There are two schools in Fochabers, Milne's Primary School (formerly Milne's Institution) and Milne's High School, which currently serves approximately 300 pupils from Fochabers itself and the surrounding villages and farms. Milne's Institution was originally built in 1846, in accordance with Alexander Milne's Last Will and Testament, using £20,000 (~£2,700,000 today) he left for this purpose.

==Notable people==
- John M. Caie (1878–1949), civil servant and poet, author of The Puddock
- Sir James Cantlie FRCS KBE (1851–1926), co-founder of the Royal Society of Tropical Medicine and Hygiene
- George Chalmers (1742–1825), antiquarian and political writer
- Arthur Robertson Cushny FRS (1866–1926), professor of pharmacology at Universities of Michigan, US; London and Edinburgh; pioneer in the study of human renal function
- Fiona Mackenzie (b. 1961), Gaelic singer and Mòd Gold Medal winner from Orton, Fochabers
- Fish (b. 1958), lead singer of Marillion, acquired his nickname while living in Fochabers
- William Marshall (Scottish composer) (1748–1833), composer of Scottish fiddle music
- Jane Maxwell (1748–1812), fourth Duchess of Gordon
- Alexander Milne (1742–1838), Scottish-American entrepreneur and philanthropist
- George Muirhead FRSE (1845–1928), naturalist and Commissioner to the Duke of Gordon
- Sir James Sivewright KCMG (1848–1916), telegraph and railway pioneer in South Africa; Cape Colony politician and member of Cecil Rhodes' cabinet
- Allan Wilson (1856 – 1893), major in the Victoria Volunteers and commander of the infamous Shangani Patrol, whose last stand fighting overwhelming odds made him a national hero in Britain and Rhodesia.
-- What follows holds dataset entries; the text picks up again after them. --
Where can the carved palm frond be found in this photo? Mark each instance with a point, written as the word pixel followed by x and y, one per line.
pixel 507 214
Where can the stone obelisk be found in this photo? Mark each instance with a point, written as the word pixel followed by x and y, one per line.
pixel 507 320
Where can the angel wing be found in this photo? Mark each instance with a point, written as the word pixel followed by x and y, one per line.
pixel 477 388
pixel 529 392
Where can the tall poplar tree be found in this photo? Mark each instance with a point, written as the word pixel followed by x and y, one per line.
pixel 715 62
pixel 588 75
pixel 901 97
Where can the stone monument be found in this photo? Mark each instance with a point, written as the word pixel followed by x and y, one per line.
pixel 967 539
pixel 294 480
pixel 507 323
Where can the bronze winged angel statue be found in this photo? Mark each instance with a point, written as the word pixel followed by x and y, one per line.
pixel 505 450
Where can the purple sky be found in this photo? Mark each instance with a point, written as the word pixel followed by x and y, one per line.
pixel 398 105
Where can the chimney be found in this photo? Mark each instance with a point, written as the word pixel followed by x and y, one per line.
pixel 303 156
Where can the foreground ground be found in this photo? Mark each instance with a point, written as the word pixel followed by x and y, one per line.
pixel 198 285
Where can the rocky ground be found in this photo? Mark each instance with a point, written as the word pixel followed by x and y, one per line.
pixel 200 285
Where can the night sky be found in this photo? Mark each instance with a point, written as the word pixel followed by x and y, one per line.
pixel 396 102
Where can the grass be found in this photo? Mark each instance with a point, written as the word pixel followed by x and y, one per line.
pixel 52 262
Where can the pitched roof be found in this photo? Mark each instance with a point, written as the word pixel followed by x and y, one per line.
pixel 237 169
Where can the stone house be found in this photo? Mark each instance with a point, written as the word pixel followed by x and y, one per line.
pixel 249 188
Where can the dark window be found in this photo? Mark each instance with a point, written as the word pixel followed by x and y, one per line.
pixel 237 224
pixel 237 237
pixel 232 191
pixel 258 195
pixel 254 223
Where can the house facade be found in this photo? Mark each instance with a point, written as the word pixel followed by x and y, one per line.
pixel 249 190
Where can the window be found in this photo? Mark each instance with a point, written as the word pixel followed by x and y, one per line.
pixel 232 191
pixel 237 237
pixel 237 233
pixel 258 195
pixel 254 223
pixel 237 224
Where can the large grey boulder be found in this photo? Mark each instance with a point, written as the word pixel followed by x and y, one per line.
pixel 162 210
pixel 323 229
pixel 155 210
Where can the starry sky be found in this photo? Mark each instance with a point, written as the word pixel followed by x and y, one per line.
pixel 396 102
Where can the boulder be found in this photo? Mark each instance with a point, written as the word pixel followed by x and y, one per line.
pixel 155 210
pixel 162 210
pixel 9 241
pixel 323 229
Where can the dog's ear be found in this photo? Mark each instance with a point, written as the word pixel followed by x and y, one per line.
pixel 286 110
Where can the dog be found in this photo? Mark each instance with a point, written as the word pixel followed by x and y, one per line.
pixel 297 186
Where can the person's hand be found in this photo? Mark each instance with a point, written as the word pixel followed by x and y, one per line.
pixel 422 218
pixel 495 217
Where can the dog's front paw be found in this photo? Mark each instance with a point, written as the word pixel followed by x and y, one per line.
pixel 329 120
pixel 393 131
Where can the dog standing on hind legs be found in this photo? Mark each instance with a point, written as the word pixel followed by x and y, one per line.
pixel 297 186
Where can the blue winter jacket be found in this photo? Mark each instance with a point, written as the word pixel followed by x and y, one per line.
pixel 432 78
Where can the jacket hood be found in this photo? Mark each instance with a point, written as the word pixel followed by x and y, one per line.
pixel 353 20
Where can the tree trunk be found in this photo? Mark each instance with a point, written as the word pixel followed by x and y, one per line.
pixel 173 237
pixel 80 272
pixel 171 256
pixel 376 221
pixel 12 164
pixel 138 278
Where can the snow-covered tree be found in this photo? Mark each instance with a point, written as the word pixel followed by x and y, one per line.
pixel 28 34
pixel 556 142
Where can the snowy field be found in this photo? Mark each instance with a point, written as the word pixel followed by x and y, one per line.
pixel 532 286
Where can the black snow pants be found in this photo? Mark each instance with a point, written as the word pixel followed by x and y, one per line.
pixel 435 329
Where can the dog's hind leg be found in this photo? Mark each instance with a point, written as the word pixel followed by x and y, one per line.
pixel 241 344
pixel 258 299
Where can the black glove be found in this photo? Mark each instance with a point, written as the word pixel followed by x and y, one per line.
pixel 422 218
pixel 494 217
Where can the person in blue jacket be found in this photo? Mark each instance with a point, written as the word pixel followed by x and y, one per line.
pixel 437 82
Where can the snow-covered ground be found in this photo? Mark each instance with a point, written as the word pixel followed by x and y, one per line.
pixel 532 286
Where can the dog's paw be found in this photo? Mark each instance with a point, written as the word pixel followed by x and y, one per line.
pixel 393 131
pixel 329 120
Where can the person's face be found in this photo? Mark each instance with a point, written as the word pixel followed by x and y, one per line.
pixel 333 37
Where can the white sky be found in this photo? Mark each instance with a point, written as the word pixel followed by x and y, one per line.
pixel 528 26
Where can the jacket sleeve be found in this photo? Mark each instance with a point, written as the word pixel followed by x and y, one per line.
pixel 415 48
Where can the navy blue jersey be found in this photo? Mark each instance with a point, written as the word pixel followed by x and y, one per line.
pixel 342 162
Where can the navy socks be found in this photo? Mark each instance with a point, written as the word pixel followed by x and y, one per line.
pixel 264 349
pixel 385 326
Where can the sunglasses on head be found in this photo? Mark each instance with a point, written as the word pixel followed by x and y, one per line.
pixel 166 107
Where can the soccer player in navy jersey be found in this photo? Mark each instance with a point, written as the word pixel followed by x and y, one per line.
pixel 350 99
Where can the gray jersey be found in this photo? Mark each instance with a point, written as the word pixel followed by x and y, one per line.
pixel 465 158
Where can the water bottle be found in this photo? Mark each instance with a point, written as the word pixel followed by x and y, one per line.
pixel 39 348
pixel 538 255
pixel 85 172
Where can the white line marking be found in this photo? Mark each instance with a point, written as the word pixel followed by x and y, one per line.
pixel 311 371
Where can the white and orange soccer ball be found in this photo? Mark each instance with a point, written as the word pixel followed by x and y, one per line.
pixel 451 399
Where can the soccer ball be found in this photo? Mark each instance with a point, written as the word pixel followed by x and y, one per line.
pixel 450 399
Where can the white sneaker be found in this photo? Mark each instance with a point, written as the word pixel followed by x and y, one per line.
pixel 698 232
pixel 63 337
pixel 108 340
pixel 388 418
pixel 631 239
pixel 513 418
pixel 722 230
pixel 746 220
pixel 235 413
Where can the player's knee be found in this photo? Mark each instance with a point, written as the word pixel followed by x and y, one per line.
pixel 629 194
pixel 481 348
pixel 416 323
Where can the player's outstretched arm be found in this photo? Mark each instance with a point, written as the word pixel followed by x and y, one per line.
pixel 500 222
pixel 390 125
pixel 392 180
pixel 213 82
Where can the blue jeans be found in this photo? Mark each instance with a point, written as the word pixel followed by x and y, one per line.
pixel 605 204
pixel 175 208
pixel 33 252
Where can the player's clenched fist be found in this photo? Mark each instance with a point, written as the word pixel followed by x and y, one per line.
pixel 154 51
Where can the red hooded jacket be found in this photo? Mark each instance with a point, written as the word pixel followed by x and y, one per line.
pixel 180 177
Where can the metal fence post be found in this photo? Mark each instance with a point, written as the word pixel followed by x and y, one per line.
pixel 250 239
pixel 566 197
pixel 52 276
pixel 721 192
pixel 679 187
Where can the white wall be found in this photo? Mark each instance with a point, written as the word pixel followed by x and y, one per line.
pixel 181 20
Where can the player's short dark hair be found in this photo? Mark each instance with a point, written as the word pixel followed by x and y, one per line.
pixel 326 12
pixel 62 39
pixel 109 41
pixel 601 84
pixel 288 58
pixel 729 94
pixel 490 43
- Kyle Macaulay (b. 1986), aka K-Mac born in Dr. Gray's Hospital, Elgin. Grew up in Fochabers playing Championship Manager 97/98 and signing many talents like Evor Moas, Txomin Nagore and Matthias Sammer. He has since moved into real life soccer recruitment and is an advocate for live scouting and environmental issues.